Originally Posted by

**davismj** I'd like to take another look at what we know. Perhaps a better interpretation of our data will culminate in better results.

We have a the set of all people, from which one and only one person is guilty. 23% of the population is left-handed, and 77% of the population is right-handed. We've picked someone out of the crowd--a lefty--and we've decided there's a 65% chance we've picked the guilty person. Let's call this G:

P(G) = 0.65

Okay. Now we bring in some evidence. A witness decides that there's an 85% chance the guilty person is left-handed, which makes our suspect look more guilty. In other words, if we pick the guilty individual, there's an 85% chance he's left-handed. Thus, we have:

P(L | G) = 0.85

However, 23% of people are left-handed, which means we could easily have picked the wrong guy. But ultimately, what we want to show is:

P(G | L) = p

In other words, what is the probability that we've picked the guilty person given his left-handedness.
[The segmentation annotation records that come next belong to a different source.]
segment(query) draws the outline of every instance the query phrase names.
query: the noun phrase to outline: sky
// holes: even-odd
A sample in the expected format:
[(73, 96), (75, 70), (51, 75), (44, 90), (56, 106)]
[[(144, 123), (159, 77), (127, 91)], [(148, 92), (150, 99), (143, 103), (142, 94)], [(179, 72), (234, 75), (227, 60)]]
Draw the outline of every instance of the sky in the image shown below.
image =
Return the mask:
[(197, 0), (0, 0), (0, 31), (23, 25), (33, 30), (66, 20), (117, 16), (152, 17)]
Okay, let's not assume independence, since we may very well have picked this individual out of a lineup specifically because he's left-handed. We know that

P(G | L) = $\displaystyle \frac{P(G \cap L)}{P(L)}$

and

P(L | G) = $\displaystyle \frac{P(L \cap G)}{P(G)} = \frac{P(G \cap L)}{0.65} = 0.85 \implies P(G \cap L) = (0.65)(0.85) = 0.5525$

Now here is the tricky part. We need to know P(L). When I first worked through this, I assumed, that P(L) = 0.23. However, with our figures for P(L | G) and $\displaystyle P(L \cap G)$, we measure L as the probability that this individual would be left-handed. Let's look at it like this: There is a dichotomy involved with our left-handed suspect. He's either left-handed and guilty, or left-handed and not guilty (since we know he is left-handed). So we have

$\displaystyle P(L) = P(L \cap G) + P(L \cap G') = P(L | G)P(G) + P(L | G')P(G')$

We know P(L | G), P(G), and P(G'), so what is P(L | G')? This figure is precisely the population figure of 23%; that is, since only one person is guilty, of all the non-guilty people, 23% are left-handed, and 77% are right-handed. Thus, we have:

P(L) = (0.85)(0.65) + (0.23)(0.35) = 0.633.

So finally, plugging this into the original equation, we have:

$\displaystyle P(G | L) = \frac{0.5525}{0.633} = 0.8728$

In other words, the additional information provided regarding is left-handedness provided us with an additional 22.3% confidence that we have the correct suspect.